Caspar GPU solver accelerates bundle adjustment 20x for robotics
A new CUDA library boosts nonlinear optimization speed by 5-20x with less memory.
Researchers from (presumably NTNU or similar) have introduced Caspar, a CUDA accelerator that automatically generates high-performance GPU kernels from symbolic Python expressions. By building on the SymForce library, it allows users to define symbolic residual functions using Python and Lie group operations, and then automatically produces optimized CUDA kernels via symbolic differentiation and adaptive reordering. This bridges the gap between the expressiveness of symbolic programming and the raw speed needed for real-time robotics applications.
In benchmarks on the Bundle Adjustment in the Large (BAL) dataset, Caspar demonstrated 5-20x speedup over existing state-of-the-art solvers while using less memory and maintaining comparable accuracy. The adaptive reordering technique optimizes memory access patterns for GPU parallelism, making it ideal for large-scale nonlinear optimization problems common in SLAM, structure from motion, and robot perception. Accepted at ICRA 2026, Caspar is released as an open-source component of the SymForce ecosystem, lowering the barrier for robotics engineers to leverage GPU acceleration without writing low-level CUDA code.
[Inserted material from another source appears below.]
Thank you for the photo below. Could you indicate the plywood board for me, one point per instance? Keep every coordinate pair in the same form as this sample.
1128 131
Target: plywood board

- Caspar auto-generates CUDA kernels from symbolic Python expressions using SymForce
- Achieves 5-20x speedup on bundle adjustment (BAL dataset) vs best alternatives
- Uses adaptive reordering and symbolic differentiation for efficient GPU-based nonlinear optimization
Why It Matters
Speeds robot perception and mapping by making GPU-accelerated symbolic optimization accessible from Python.